Could This Man’s Warnings Have Prevented the Mumbai Attacks?
Follow @azmatzahraNovember 21, 2011, 1:05 pm ET
It wasn’t until after the 2008 Mumbai terror attacks that much of the world recognized the threat of Lashkar-i-Taiba. But in France, a renowned judge had been warning about the Pakistan-based militant group’s international ambitions for years.
Much of the American intelligence community before November 2008 viewed Lashkar as a regional threat focused exclusively on fighting a proxy war with India over Kashmir. But Jean-Louis Bruguière, who earned a reputation as a relentless terrorist hunter in his 30 years as one of France’s powerful “investigative judges,” knew from his own investigations that the group had for several years been carefully training Western recruits to carry out plots in the West.
Just a year before the Mumbai attacks, Bruguière successfully convicted a French citizen who had been deployed by Lashkar on an international mission. In the video below, Bruguière tells ProPublica reporter and FRONTLINE correspondent Sebastian Rotella how Lashkar’s threat became clear during the course of his investigation.
It was this French Lashkar operative, Willie Brigitte, who sparked Bruguière’s pursuit of the terrorist group. After being caught, Brigitte had confessed to involvement in a foiled bomb plot in Australia in 2003.
Brigitte was already affiliated with Al Qaeda-linked extremists in Europe when he traveled to Pakistan in September 2001 on a quest to wage jihad in Afghanistan. Attracted by the group’s sharp English-language propaganda, he was one of dozens of Westerners, including four militants from the suburbs of Virginia, who trained with Lashkar shortly after 9/11.
According to Brigitte’s testimony, their handler was a chief in Lashkar’s foreign operations wing whom they knew as Sajid Mir. But Mir decided not to send them to Afghanistan, telling Brigitte the U.S. operation there was ending and the border was closed to foreign fighters. Mir, Brigitte said, instead asked him to return to France from Afghanistan to act as the group’s “sector chief” there.
In May 2003, Mir sent Brigitte to Australia to join a cell planning a bomb plot in Sydney. There, Brigitte collected maps and gathered intelligence on targets, including a nuclear facility near Sydney. But French agents who had already been hunting him in a broader investigation tipped off Australian intelligence. He was arrested and deported back to France that October.

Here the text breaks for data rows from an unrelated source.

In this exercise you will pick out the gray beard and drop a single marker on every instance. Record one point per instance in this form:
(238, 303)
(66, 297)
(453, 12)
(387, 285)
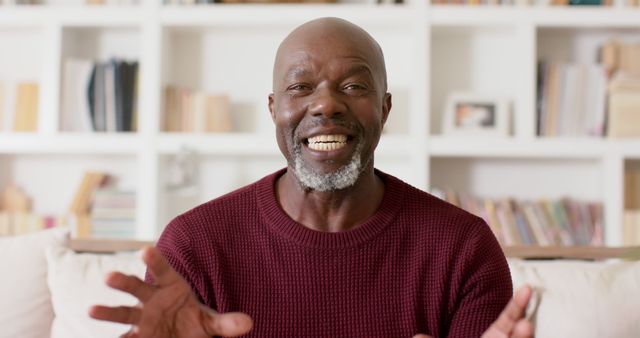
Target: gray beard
(343, 178)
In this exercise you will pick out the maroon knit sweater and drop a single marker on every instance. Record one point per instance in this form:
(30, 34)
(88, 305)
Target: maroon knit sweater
(418, 265)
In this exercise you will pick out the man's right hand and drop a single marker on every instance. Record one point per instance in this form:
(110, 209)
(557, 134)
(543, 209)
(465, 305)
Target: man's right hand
(167, 309)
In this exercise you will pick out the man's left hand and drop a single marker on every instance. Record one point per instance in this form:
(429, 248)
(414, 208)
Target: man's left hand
(511, 322)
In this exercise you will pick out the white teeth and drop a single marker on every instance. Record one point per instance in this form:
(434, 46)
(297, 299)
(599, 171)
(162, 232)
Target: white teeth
(327, 142)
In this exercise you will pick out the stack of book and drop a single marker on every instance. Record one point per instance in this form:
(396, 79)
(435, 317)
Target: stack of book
(571, 99)
(195, 111)
(99, 96)
(545, 222)
(113, 214)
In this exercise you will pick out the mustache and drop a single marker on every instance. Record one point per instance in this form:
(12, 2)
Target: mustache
(353, 126)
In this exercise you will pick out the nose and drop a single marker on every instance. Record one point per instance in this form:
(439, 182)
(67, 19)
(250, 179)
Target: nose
(327, 103)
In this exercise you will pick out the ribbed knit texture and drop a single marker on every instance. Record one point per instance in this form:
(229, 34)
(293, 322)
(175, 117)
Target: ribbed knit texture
(418, 265)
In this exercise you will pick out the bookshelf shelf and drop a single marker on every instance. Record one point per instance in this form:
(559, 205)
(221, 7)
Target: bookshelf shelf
(13, 143)
(252, 15)
(447, 15)
(430, 50)
(536, 148)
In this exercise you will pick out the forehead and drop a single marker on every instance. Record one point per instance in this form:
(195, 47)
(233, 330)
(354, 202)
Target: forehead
(303, 57)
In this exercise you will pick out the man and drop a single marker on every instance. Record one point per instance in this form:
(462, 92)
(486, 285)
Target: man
(329, 246)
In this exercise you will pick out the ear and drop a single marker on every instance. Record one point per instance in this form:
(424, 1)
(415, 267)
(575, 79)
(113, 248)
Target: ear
(386, 107)
(273, 114)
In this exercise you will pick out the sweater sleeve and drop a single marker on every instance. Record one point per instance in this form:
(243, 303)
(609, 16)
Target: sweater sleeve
(484, 284)
(175, 246)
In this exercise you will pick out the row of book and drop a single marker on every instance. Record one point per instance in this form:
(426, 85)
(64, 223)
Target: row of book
(571, 99)
(99, 96)
(22, 114)
(546, 222)
(628, 3)
(188, 110)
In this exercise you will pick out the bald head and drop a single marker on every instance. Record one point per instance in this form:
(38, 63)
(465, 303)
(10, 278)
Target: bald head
(330, 35)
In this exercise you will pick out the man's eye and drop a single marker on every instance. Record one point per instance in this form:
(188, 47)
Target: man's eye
(299, 87)
(356, 87)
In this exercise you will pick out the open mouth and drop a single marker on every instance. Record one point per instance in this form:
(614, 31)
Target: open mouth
(327, 142)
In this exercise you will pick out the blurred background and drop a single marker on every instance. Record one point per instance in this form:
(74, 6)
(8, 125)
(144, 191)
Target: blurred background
(118, 115)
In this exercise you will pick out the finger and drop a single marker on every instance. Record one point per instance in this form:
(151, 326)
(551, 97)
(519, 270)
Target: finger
(162, 272)
(133, 333)
(523, 329)
(230, 324)
(119, 314)
(130, 284)
(514, 311)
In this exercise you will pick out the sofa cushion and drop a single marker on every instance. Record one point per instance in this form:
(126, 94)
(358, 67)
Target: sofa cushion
(25, 303)
(582, 299)
(76, 281)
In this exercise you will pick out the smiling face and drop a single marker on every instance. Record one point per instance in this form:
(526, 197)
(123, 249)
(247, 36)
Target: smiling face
(329, 102)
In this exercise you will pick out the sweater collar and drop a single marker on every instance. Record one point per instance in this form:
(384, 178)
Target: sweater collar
(278, 221)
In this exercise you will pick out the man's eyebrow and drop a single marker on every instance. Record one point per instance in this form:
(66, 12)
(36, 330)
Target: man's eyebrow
(296, 72)
(357, 69)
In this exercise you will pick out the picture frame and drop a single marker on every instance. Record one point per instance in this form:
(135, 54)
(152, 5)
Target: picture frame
(474, 114)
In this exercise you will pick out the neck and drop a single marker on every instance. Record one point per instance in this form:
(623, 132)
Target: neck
(331, 211)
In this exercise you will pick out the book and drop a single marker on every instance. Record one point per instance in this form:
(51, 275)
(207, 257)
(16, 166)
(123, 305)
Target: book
(112, 119)
(26, 116)
(83, 197)
(218, 118)
(631, 231)
(632, 187)
(2, 103)
(75, 114)
(14, 200)
(624, 105)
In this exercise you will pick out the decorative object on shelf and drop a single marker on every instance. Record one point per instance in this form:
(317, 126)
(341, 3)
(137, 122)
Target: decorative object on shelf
(195, 111)
(623, 64)
(14, 200)
(81, 204)
(26, 115)
(631, 231)
(182, 170)
(17, 217)
(471, 114)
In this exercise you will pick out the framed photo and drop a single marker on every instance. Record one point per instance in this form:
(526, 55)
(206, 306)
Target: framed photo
(468, 114)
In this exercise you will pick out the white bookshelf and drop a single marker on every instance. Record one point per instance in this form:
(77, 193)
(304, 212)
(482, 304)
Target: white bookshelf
(430, 51)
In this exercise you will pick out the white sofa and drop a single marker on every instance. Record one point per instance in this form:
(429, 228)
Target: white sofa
(46, 290)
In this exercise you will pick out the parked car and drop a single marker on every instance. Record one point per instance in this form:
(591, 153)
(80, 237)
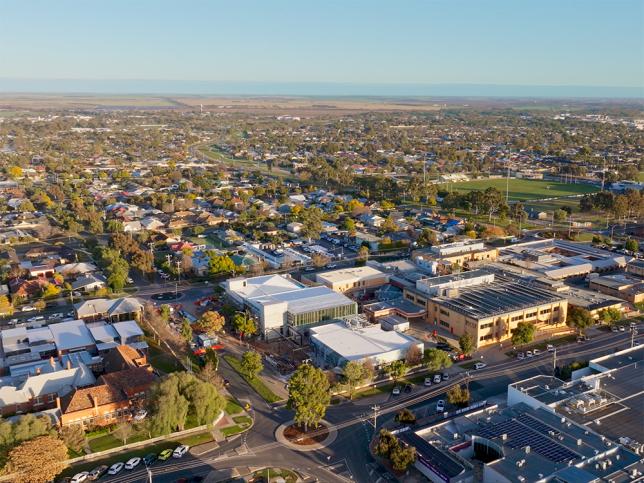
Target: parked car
(180, 451)
(149, 459)
(116, 468)
(97, 472)
(80, 477)
(132, 463)
(165, 454)
(140, 415)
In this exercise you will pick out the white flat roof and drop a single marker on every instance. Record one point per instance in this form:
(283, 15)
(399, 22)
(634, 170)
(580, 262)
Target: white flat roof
(349, 274)
(72, 334)
(305, 300)
(263, 286)
(356, 344)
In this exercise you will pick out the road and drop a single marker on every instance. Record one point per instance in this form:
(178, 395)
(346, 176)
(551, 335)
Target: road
(347, 458)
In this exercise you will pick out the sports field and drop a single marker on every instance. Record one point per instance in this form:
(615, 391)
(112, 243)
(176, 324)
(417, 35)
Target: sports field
(523, 189)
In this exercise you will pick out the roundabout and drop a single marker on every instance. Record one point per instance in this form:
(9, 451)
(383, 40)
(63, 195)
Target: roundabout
(292, 436)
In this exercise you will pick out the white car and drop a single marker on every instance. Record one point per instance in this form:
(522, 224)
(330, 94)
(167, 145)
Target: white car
(180, 451)
(132, 463)
(116, 468)
(79, 477)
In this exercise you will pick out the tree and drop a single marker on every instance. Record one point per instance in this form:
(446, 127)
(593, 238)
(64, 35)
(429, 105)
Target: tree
(122, 432)
(308, 395)
(632, 245)
(212, 321)
(524, 333)
(458, 396)
(396, 370)
(579, 318)
(406, 416)
(6, 307)
(436, 360)
(414, 355)
(186, 330)
(354, 374)
(38, 460)
(466, 343)
(610, 315)
(74, 436)
(251, 364)
(244, 324)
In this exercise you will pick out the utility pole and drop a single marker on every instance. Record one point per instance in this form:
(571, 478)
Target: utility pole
(375, 408)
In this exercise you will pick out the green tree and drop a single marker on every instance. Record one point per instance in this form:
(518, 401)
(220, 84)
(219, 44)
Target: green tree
(212, 322)
(632, 245)
(524, 333)
(579, 318)
(308, 395)
(610, 315)
(38, 460)
(466, 343)
(251, 364)
(396, 370)
(354, 374)
(244, 324)
(436, 359)
(402, 457)
(458, 396)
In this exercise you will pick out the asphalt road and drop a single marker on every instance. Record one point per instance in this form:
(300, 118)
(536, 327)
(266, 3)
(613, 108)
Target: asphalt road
(347, 458)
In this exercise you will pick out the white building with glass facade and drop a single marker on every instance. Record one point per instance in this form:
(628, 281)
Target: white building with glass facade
(278, 301)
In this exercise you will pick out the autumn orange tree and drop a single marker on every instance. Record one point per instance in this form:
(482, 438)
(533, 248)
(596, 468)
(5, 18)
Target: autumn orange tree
(37, 460)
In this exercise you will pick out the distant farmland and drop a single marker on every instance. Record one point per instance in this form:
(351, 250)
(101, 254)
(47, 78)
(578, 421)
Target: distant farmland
(523, 189)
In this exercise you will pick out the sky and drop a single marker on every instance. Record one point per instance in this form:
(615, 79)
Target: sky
(595, 45)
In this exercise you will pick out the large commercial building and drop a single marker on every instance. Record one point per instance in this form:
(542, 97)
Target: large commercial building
(487, 306)
(353, 278)
(338, 343)
(279, 302)
(588, 430)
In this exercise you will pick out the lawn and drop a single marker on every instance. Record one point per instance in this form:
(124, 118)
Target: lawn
(523, 189)
(232, 407)
(162, 361)
(256, 383)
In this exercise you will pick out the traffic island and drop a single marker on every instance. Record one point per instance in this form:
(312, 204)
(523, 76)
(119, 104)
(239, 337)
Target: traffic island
(294, 437)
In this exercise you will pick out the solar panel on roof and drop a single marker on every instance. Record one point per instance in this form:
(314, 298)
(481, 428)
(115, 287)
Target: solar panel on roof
(520, 435)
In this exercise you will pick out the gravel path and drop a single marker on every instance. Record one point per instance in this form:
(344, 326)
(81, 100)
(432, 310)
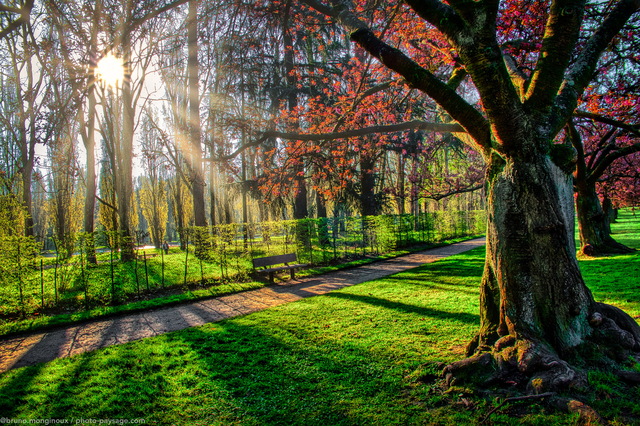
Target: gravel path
(69, 340)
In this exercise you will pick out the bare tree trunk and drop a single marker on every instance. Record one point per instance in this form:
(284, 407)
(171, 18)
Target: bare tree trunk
(593, 223)
(197, 176)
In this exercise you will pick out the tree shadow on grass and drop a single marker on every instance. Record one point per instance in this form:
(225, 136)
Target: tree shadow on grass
(411, 309)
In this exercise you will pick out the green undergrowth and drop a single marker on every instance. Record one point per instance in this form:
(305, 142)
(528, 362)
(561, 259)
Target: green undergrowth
(369, 354)
(177, 295)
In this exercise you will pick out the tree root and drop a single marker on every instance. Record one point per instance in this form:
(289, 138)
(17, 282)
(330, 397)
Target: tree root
(533, 366)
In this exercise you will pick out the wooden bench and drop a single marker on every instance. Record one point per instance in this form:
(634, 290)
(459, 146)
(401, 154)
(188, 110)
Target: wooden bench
(269, 264)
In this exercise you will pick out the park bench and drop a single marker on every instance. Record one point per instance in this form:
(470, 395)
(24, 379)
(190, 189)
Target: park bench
(268, 263)
(141, 256)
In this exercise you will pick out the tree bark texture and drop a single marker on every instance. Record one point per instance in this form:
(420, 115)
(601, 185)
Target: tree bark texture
(594, 224)
(536, 312)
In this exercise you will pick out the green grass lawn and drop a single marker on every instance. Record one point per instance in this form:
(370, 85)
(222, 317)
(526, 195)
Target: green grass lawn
(365, 355)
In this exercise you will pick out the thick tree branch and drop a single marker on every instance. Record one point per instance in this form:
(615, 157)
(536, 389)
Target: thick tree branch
(631, 128)
(561, 34)
(605, 161)
(409, 125)
(581, 73)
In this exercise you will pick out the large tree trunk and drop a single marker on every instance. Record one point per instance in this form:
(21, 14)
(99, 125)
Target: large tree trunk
(536, 311)
(593, 224)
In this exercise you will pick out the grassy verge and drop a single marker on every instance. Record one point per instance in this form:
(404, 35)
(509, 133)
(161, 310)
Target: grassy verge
(366, 355)
(176, 295)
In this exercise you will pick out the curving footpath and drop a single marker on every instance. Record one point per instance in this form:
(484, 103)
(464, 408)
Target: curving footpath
(69, 340)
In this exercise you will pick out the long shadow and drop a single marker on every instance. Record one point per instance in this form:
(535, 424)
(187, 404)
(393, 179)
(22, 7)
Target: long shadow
(411, 309)
(239, 371)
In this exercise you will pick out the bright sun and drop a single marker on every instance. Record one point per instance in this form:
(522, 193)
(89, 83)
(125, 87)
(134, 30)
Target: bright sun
(110, 69)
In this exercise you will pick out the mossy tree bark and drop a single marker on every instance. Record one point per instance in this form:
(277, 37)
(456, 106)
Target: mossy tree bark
(593, 222)
(537, 315)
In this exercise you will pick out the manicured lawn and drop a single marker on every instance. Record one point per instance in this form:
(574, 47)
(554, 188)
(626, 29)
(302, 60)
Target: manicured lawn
(370, 354)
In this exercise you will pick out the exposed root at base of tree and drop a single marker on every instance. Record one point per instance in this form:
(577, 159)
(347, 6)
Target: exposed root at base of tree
(530, 366)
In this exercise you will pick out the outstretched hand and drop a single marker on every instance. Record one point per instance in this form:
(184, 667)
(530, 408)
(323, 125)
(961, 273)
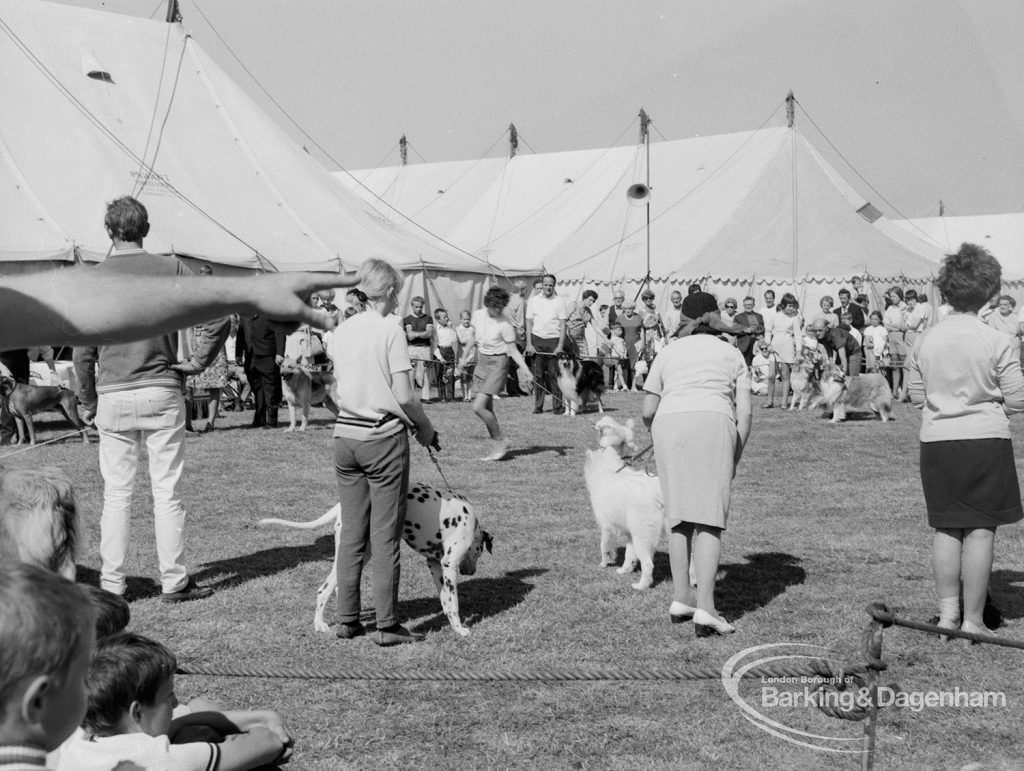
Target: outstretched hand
(284, 298)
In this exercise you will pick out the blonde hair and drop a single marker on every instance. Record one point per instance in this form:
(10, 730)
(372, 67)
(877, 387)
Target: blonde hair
(378, 275)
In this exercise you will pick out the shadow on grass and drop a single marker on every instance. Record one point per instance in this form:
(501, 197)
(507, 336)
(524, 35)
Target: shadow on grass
(1006, 591)
(478, 599)
(226, 573)
(558, 450)
(752, 585)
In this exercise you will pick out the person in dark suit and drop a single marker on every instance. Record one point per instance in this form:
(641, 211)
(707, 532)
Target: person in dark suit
(857, 319)
(751, 326)
(259, 348)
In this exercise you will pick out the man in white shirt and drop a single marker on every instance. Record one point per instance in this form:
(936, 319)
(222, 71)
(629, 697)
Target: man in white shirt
(546, 315)
(516, 312)
(673, 314)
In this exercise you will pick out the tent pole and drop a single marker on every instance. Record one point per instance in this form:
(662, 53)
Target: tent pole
(645, 138)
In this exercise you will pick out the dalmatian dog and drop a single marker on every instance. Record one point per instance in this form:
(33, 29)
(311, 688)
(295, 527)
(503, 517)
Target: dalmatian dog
(444, 529)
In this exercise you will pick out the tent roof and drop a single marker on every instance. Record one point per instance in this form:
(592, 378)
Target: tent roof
(759, 204)
(228, 185)
(1003, 234)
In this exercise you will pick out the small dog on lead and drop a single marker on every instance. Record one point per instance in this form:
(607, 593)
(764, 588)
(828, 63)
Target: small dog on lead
(805, 380)
(26, 400)
(444, 529)
(39, 522)
(614, 434)
(627, 503)
(582, 383)
(861, 393)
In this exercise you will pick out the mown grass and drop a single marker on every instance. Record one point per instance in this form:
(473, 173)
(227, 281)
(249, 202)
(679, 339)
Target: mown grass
(825, 519)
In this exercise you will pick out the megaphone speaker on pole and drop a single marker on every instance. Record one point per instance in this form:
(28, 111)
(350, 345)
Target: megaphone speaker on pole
(638, 194)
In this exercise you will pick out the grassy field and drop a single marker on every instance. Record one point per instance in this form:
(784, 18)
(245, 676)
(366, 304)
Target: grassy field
(825, 519)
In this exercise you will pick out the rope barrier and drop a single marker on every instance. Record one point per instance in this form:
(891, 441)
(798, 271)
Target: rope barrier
(812, 668)
(43, 443)
(862, 677)
(886, 617)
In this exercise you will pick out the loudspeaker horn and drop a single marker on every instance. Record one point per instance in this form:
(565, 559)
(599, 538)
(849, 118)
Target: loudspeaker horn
(638, 194)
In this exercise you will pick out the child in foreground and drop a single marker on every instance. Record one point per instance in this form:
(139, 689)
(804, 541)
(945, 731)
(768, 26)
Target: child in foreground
(129, 719)
(46, 638)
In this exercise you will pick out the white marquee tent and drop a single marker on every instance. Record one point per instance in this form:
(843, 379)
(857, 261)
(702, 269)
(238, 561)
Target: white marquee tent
(734, 212)
(98, 104)
(1003, 234)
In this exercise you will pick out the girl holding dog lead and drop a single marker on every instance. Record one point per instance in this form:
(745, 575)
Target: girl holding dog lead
(496, 339)
(967, 379)
(376, 405)
(697, 407)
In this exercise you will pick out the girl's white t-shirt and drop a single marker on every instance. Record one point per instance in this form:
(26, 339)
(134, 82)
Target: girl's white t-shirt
(493, 335)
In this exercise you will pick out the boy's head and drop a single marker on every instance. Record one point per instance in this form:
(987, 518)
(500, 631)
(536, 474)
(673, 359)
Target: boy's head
(130, 686)
(46, 638)
(970, 277)
(127, 220)
(113, 611)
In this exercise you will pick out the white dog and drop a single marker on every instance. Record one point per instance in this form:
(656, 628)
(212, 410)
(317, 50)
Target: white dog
(444, 529)
(627, 503)
(862, 393)
(39, 519)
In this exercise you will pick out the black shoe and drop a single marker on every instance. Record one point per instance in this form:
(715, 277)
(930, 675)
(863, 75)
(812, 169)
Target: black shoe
(991, 615)
(348, 631)
(190, 591)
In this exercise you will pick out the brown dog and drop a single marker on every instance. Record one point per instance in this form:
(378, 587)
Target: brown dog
(862, 393)
(25, 400)
(38, 519)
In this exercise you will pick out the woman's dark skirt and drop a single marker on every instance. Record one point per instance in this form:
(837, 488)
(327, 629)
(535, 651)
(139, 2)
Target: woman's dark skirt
(970, 483)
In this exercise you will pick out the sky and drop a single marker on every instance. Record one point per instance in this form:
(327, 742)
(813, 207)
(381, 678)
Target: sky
(912, 100)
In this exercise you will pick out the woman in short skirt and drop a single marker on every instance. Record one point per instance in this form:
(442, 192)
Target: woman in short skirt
(495, 344)
(697, 407)
(967, 378)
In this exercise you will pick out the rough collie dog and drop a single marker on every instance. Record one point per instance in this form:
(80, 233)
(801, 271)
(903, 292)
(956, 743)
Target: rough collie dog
(582, 383)
(627, 504)
(38, 519)
(805, 380)
(861, 393)
(302, 386)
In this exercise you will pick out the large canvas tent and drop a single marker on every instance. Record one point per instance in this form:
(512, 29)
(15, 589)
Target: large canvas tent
(98, 104)
(734, 212)
(1003, 234)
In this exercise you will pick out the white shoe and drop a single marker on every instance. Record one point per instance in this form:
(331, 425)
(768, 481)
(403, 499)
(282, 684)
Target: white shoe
(680, 612)
(706, 625)
(500, 454)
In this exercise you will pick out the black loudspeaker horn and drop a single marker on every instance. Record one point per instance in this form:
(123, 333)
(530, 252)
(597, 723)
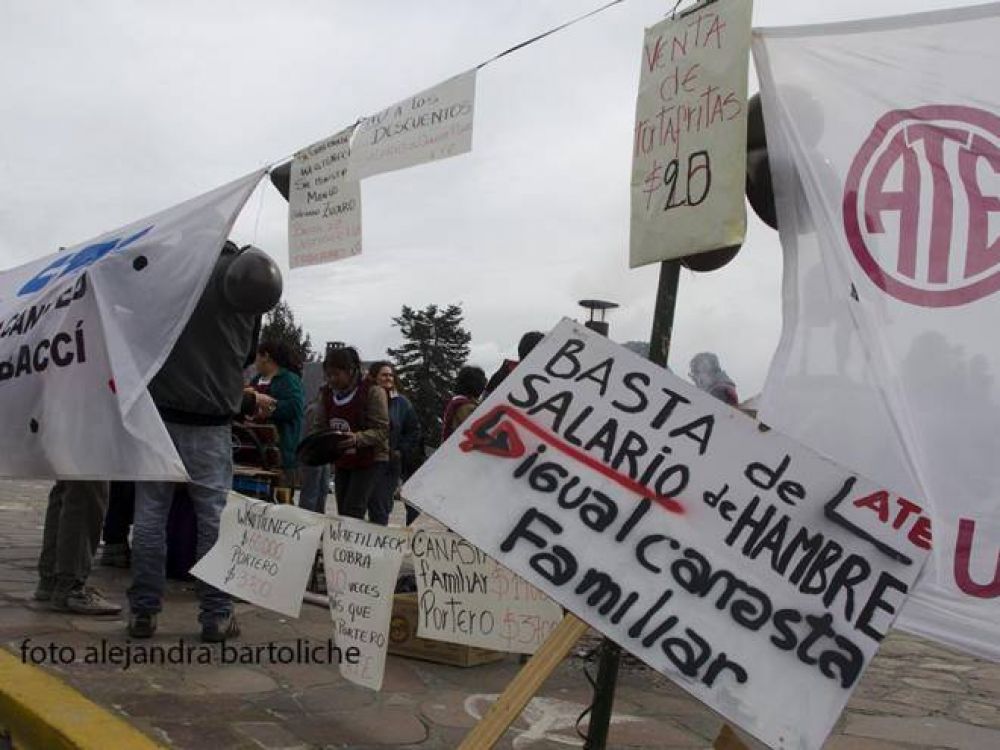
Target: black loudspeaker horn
(759, 189)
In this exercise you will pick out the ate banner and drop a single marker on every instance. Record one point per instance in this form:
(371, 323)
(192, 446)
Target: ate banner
(739, 563)
(884, 144)
(83, 331)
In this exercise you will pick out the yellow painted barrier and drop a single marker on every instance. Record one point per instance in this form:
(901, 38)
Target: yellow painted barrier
(42, 712)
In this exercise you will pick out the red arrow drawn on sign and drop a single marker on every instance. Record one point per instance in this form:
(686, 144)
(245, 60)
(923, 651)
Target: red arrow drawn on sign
(495, 434)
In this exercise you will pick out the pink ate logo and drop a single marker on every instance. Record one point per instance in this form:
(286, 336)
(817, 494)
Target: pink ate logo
(922, 205)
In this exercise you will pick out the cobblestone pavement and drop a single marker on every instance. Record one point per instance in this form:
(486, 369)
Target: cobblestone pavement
(915, 695)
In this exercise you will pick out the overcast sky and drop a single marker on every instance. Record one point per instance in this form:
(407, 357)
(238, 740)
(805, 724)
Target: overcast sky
(113, 109)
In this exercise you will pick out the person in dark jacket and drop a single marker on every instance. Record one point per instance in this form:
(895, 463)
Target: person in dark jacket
(404, 441)
(277, 377)
(352, 404)
(197, 392)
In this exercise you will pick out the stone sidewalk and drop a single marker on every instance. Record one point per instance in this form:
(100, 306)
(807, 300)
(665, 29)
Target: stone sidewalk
(916, 695)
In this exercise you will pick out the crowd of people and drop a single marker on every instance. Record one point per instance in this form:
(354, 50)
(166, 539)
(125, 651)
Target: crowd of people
(199, 392)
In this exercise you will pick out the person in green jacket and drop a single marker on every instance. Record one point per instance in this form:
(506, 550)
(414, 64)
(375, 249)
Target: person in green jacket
(277, 376)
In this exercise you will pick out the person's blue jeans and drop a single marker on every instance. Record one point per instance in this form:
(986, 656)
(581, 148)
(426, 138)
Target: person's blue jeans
(315, 488)
(207, 455)
(384, 493)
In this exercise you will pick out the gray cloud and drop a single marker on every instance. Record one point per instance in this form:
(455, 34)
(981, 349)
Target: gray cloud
(114, 109)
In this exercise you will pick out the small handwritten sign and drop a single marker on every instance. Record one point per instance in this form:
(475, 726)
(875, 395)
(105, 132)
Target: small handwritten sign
(689, 145)
(464, 596)
(324, 204)
(753, 572)
(362, 562)
(264, 553)
(434, 124)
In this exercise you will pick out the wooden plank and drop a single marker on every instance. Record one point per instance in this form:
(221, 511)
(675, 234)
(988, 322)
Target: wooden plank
(523, 687)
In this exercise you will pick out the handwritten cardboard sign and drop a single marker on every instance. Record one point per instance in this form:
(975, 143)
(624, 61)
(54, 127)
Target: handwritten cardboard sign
(362, 562)
(431, 125)
(689, 145)
(756, 574)
(324, 204)
(465, 596)
(264, 553)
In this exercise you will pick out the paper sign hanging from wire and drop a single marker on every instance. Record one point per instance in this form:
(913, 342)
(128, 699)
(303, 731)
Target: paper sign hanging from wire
(434, 124)
(324, 204)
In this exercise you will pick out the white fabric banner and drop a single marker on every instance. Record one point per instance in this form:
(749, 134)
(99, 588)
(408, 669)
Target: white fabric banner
(431, 125)
(324, 204)
(464, 596)
(884, 144)
(362, 562)
(689, 145)
(741, 564)
(264, 553)
(84, 330)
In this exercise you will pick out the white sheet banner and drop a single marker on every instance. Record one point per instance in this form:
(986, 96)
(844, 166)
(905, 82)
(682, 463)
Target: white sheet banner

When Bruguière questioned Brigitte, the links between Lashkar-i-Taiba, Sajid Mir and Pakistan’s intelligence service, the ISI, began to unravel. Bruguière told Rotella that Brigitte’s case revealed not only that Sajid Mir was a Lashkar operative, but that he belonged to the ISI. Pakistani officials deny these charges.
In three years investigating Mir, Bruguière learned that he was connected to plots in Virginia, Britain and Austrailia. Soon enough, Bruguière had built a case arguing Mir was a Lashkar chief with ties to the Pakistani military and the ISI, and had been leading terrorist plots across four continents.
In October 2006, Bruguière issued an arrest warrant for Mir. It was met with silence in Pakistan. But, because French laws allowed Bruguière to pursue terrorist plots across borders, Mir was charged in absentia in a Paris court in 2007 and sentenced to 10 years in prison. Brigitte was convicted at the same time and sentenced to nine years. His trial testimony was some of the strongest evidence at the time of Lashkar’s international threat.
That same year, Bruguière, who has extensive contacts with international intelligence agencies, says he met with a high-level Bush administration security adviser to discuss Lashkar’s threat and Pakistan’s double game. He says the official, whom he declines to name publicly, was unconvinced.
More than a year after his French conviction, Sajid Mir, from his perch in Pakistan, directed the 10 gunmen who over the course of three days in late November 2008 laid siege to Mumbai. They expressly targeted Westerners — looking for individuals with British or American passports at the Taj and Oberoi hotels — as well Jews, attacking Chabad House, a synagogue and hostel run by an American rabbi and his wife. The slaughter left 166 dead. Twenty-two of them were Westerners, six of them Americans.
“There should have been a recognition that Lashkar had the desire and the potential to attack the West and that we needed to get up to speed on this group,” Charles Faddis, a former CIA counterterrorist chief, told Rotella. “It was a mistake to dismiss it as just a threat to India.”
Today, U.S. counterterrorism agencies have a stronger grasp of Laskhar’s threat. Mir and three others were indicted by federal prosecutors in Chicago last April for their roles in the Mumbai attacks, but remain at large.
Pakistan’s failure to crack down on Lashkar operatives, or arrest Sajid Mir, has been an irritant in relations with the United States, which has supplied the Pakistani military with billions of dollars as an ally in the war against terrorism.
“Today Pakistan is the heart of the terrorist threat,” Bruguière, now a French envoy working with the European Union on counter-terror issues, told Rotella. “And it may be too late to do anything about it.”